Cast: A minimum of nine male and three female actors play multiple roles. All need to appear to be of draft age (19-26). The play has 10 principal characters and 81 other characters.

Staging: Flexible; can be performed on a bare stage with a few tables and chairs and other simple props.

Script Availability: Contact the playwright, Peter Snoad, at or via this contact form.

Production History: The Draft premiered at Hibernian Hall, a multicultural performing arts center in Roxbury, Massachusetts, in the fall of 2015. The production then toured for three performances – at Westfield State University in Westfield, Massachusetts ; Trinity College in Hartford, Connecticut; and The Academy of Music in Northampton, Massachusetts.

Story: A group of U.S. college students is about to embark on a study tour of modern-day Vietnam. One of their pre-trip assignments is to interview people about their experiences with the military draft during the Vietnam War. The stories from those interviews – of eight men and two women – are interwoven throughout the play.

George Williams, Al Miller, and John Bisbee accepted the call to serve, saw combat in Vietnam, and struggled with post-traumatic stress disorder (PTSD) and societal rejection after their return home. Tom Gardner won conscientious objector status and organized for civil rights and against the war. Randy Kehler resisted and went to jail. Jay Holtzman chose self-exile in Canada. Roger Wallace was prepared to leave the country, too, but the draft ended before he was called up; he was active in a college anti-war group. Frank Marotta got a medical deferment with a fake x-ray provided by his family doctor and became a draft counselor.
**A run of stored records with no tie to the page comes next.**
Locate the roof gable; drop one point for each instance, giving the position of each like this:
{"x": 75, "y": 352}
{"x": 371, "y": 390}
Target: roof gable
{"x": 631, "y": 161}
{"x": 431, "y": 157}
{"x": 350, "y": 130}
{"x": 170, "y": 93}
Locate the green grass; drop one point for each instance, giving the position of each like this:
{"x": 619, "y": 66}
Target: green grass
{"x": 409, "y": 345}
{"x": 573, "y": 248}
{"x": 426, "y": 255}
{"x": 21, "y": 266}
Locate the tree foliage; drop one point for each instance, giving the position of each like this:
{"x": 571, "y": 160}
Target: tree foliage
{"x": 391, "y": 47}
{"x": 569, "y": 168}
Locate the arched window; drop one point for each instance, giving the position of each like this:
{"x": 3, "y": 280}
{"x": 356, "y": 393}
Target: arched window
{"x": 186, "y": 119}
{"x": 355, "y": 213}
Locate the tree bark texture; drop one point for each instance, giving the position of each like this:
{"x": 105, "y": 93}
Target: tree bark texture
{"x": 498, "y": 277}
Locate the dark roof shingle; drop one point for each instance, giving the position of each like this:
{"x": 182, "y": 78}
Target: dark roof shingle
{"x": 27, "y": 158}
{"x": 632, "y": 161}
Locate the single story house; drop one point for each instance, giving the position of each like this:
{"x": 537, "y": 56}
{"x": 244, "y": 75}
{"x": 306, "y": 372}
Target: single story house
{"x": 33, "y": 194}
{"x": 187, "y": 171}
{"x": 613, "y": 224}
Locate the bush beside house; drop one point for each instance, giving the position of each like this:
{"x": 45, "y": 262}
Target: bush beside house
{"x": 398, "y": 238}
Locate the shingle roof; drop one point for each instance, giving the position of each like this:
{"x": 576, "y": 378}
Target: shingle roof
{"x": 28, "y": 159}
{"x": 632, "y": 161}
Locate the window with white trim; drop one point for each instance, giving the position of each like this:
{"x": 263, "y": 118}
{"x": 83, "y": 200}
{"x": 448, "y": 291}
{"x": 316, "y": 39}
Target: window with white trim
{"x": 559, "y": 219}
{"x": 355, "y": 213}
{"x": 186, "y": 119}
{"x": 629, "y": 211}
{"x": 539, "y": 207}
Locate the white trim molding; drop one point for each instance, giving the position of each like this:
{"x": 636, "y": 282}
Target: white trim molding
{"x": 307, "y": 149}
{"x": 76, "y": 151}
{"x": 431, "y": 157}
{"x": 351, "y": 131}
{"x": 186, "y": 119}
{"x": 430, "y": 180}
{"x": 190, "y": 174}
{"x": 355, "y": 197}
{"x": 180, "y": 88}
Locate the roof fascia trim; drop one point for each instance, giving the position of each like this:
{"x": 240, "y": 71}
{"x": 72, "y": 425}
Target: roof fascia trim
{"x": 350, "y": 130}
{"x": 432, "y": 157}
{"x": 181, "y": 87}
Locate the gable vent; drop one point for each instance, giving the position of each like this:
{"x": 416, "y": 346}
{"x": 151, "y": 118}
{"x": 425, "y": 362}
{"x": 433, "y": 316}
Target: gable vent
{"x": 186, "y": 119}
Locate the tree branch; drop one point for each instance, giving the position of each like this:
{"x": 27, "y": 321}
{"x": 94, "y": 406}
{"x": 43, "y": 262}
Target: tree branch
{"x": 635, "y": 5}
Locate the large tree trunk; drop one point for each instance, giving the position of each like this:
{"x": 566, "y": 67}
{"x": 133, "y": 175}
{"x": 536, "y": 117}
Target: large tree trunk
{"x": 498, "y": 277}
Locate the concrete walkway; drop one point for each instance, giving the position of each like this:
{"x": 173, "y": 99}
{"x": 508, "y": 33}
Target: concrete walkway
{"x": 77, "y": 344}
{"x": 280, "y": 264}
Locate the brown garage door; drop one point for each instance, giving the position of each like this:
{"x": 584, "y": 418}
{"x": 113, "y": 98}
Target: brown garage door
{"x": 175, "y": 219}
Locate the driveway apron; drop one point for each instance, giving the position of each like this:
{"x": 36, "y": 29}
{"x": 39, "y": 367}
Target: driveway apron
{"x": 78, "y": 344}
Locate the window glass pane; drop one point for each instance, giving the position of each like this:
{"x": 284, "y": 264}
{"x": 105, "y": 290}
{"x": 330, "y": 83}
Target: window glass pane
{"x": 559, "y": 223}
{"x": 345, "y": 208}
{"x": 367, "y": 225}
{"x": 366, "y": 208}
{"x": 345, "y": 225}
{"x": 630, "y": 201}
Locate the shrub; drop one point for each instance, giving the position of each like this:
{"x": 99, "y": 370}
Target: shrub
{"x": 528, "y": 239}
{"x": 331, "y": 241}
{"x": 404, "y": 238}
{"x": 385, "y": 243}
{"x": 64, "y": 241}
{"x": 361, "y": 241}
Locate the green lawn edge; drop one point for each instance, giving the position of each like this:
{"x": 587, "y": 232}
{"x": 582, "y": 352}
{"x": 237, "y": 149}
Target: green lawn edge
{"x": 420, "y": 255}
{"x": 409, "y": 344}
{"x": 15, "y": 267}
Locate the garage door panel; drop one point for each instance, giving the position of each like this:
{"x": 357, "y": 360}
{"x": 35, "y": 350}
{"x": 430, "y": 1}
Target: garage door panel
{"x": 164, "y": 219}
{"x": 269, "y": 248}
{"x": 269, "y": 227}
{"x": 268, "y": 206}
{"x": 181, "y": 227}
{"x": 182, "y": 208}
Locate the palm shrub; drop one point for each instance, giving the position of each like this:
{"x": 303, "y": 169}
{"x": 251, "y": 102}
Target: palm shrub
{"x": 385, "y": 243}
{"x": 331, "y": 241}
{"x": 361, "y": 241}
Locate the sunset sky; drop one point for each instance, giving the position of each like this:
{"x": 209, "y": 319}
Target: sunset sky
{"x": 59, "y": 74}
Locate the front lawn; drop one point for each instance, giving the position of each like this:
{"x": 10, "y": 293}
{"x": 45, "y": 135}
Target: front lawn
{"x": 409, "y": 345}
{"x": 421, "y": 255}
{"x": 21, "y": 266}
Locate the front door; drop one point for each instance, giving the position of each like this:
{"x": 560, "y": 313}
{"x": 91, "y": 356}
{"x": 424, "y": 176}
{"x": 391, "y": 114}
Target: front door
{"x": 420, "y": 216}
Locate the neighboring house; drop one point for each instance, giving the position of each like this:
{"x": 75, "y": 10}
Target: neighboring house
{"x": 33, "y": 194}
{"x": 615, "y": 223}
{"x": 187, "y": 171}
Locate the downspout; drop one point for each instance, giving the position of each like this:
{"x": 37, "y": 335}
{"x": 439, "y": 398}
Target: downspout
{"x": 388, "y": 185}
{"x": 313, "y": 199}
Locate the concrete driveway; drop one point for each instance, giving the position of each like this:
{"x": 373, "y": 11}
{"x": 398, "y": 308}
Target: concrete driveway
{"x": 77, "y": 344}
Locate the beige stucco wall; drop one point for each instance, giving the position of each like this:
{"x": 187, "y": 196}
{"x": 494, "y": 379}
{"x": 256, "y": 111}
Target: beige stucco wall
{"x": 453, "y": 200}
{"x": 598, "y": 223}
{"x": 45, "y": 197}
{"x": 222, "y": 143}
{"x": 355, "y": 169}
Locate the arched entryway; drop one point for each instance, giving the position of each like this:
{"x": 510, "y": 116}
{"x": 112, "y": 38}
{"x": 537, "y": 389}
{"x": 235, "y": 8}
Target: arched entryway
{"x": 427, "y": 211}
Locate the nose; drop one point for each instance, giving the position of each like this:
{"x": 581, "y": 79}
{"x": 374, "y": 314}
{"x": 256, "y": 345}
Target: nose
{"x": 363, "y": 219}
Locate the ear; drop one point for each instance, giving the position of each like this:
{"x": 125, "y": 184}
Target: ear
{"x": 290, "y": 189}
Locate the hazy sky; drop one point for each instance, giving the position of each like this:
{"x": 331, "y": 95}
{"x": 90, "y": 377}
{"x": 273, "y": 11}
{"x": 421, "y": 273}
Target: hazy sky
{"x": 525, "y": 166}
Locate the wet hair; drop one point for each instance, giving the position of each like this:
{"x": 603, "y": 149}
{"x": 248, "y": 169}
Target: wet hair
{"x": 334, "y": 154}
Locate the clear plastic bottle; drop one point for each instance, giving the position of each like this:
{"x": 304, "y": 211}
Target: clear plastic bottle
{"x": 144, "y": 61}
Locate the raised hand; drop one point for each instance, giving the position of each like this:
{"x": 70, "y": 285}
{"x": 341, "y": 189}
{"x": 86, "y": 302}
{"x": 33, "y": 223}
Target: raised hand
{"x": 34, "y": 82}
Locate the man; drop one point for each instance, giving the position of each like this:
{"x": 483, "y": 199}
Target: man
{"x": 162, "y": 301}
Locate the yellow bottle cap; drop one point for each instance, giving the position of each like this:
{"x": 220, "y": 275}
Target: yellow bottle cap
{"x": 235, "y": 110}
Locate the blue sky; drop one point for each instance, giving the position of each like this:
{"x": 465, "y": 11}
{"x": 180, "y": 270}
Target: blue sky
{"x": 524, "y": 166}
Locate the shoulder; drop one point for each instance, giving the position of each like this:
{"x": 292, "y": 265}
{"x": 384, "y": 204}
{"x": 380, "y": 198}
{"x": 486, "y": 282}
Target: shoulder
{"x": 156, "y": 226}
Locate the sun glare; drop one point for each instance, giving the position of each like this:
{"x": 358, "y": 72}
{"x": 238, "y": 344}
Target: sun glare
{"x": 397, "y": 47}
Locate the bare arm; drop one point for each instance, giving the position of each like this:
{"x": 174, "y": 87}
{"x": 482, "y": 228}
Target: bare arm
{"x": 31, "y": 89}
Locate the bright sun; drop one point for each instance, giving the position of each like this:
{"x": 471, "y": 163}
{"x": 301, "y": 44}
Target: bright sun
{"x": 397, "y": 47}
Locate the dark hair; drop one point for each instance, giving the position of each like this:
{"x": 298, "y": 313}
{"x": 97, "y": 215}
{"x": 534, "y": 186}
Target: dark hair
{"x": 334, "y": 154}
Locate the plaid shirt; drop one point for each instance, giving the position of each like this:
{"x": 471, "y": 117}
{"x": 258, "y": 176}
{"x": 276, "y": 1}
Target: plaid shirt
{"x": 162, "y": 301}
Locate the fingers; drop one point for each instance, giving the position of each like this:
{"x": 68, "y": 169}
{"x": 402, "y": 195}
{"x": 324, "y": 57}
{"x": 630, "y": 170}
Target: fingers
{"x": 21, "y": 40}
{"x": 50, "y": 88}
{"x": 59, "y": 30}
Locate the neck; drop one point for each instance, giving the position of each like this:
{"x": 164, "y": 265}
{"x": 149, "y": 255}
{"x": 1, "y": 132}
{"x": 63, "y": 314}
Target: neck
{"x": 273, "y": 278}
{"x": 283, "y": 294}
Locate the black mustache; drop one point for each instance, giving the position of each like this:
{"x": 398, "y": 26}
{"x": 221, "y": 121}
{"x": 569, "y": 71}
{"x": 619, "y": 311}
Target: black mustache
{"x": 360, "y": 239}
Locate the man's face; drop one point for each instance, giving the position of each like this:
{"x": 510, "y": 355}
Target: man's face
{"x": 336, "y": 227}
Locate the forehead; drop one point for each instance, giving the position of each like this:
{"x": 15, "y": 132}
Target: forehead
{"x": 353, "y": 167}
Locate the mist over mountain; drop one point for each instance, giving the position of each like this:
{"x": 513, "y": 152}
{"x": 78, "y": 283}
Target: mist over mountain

Of the two women featured, Diane Clancy was a campus anti-war leader and counseled traumatized veterans. Penny Rock worked as a nurse at a U.S. military hospital in Vietnam, and saw the horrors of war in the maimed and dying young people she cared for. She, too, suffered with PTSD.

Together, the stories give voice to the passion, the anguish, the joy, the inspiration, and the intense personal and collective struggles of a generation.